— Espera! Espera! Para onde vamos? O que você pensa em fazer? − pergunta.
— Nós vamos nadar. − respondo baixo e sorrindo perto do ouvido dele.
— Nadar? Você é louca? Eu não sei nadar! Não posso nadar. Não conseguirei nadar. Estou em uma cadeira de rodas, esqueceu?
— Não vou deixar você desaproveitar sua vida em cima disso. − digo.
— O “disso” me impede de andar e aproveitar a vida. − responde.
— Nada a ver! − respondo alto.
— Tudo a ver! − diz ele, segurando as rodas e me olhando.
— O passarinho tem patas, mas prefere usar as asas. − retruco.
— Passarinho? Patas? Asas? Mas… Isso não faz o menor sentido, Celeste! Pirou de vez?
— Pois é. Da mesma forma que sua cadeira de rodas também não faz sentido. Ok?

Empurro a cadeira pela grama e o levo para a beira do lago.

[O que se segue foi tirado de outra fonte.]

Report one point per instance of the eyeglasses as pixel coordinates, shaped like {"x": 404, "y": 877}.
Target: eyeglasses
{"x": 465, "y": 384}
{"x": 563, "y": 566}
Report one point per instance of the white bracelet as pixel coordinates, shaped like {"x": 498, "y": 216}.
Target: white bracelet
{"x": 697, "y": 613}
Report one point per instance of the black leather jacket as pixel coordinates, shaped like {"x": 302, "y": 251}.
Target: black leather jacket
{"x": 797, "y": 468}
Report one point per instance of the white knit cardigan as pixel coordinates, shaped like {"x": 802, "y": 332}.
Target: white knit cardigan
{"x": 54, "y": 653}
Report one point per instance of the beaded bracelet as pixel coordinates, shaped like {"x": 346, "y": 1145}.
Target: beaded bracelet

Ele me olha como quem não acredita que eu faria aquilo, mas, no fundo, ele queria que eu fizesse aquilo. 

— Consegue sentir? − pergunto. — Adoro esse lugar! E esse cheiro… Me faz sentir liberdade. − completo.

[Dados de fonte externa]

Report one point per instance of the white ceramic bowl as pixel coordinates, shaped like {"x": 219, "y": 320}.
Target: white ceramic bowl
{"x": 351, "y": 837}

Ele fixa seus olhos nos meus. 

— Isso só pode ser loucura. − diz ele. 
— Isso só pode ser amor. − digo.

— Diário de um sonhador / CELESTE 

Nós começamos a subir nas pedras. Eram altas e escorregadias. Fiz como ele havia orientado: segurar nos galhos, não fazer muita força com os pés e compensar o peso colocado nos pés, com os braços. Eu nunca tive habilidade para coisas aventureiras, mas continuamos subindo. Ele acima de mim, e eu acima de tudo que estava lá embaixo. 

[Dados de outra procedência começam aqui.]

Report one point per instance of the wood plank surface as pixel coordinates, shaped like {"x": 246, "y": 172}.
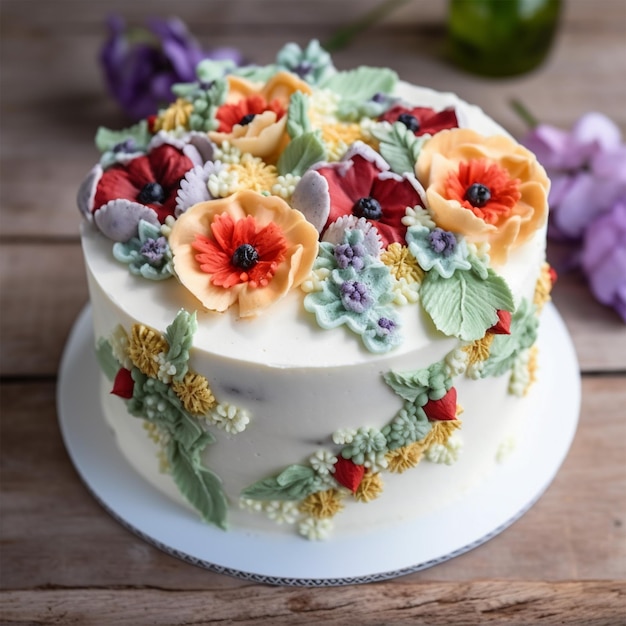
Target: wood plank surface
{"x": 63, "y": 559}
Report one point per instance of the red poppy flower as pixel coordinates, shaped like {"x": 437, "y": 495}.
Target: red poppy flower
{"x": 151, "y": 180}
{"x": 243, "y": 111}
{"x": 422, "y": 120}
{"x": 362, "y": 185}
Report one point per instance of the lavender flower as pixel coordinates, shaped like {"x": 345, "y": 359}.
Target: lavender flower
{"x": 141, "y": 64}
{"x": 604, "y": 257}
{"x": 587, "y": 167}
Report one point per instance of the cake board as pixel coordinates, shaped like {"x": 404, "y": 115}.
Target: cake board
{"x": 290, "y": 559}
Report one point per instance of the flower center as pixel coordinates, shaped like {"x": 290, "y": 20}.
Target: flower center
{"x": 410, "y": 121}
{"x": 152, "y": 193}
{"x": 478, "y": 195}
{"x": 368, "y": 207}
{"x": 246, "y": 119}
{"x": 245, "y": 257}
{"x": 442, "y": 242}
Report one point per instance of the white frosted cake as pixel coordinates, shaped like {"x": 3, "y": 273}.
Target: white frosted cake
{"x": 315, "y": 295}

— Se eu não fosse tão lenta, já estaríamos no topo. – brinquei. 
— O topo não é importante. Há dias em que as pedras estão muito escorregadias. – ele para de subir e olha para baixo.
— E o que você faz?
— Desço tudo novamente. – e sorri. 
— Você desce isso tuuuuudo? Adianta alguma coisa tentar subir nos dias escorregadios? – perguntei espantada. 
— Claro que sim! Eu encaro isso como encaro as coisas da minha vida. Como eu te disse, o topo não é importante. O que importa é o caminho que irei percorrer até chegar ao topo. O topo é a recompensa do meu esforço e cuidado de subir. Um pé no lugar errado ou uma pegada fraca, eu caio. Assim são as coisas da vida. O que importa é o caminho que iremos percorrer. As coisas mais importantes estão nesse trajeto. Entende? O objetivo é a recompensa, o verdadeiro resultado de todo o caminho. E sobre as pedras escorregadias e eu ter que voltar tudo novamente, também serve como exemplo. Às vezes, o caminho não está favorável. Temos que voltar, abdicar de coisas na vida e tentar novamente mais tarde. Uma hora a gente consegue. Uma hora a gente chega lá. Na hora certa. – disse ele, respirando fundo e olhando para a paisagem. — Vamos continuar subindo? Não podemos parar no tempo. Me siga! 

Aquilo foi forte para mim. Fiquei calada por um bom tempo. Caiu como uma luva. Me vestiu como um vestido de noiva. 

— Diário de um sonhador / Sereno 

O teu sorriso será sempre o mais bonito; as tuas caras e bocas serão as mais marcantes e engraçadas; o teu olhar será o mais profundo; o teu beijo o mais doce; as tuas mãos as mais macias; o teu corpo o mais quente acomodando o meu; o teu abraço o mais confortável; e o teu amor será sempre o meu amor. Sem melancolia. Sem exagero. Digo isso na maior serenidade possível.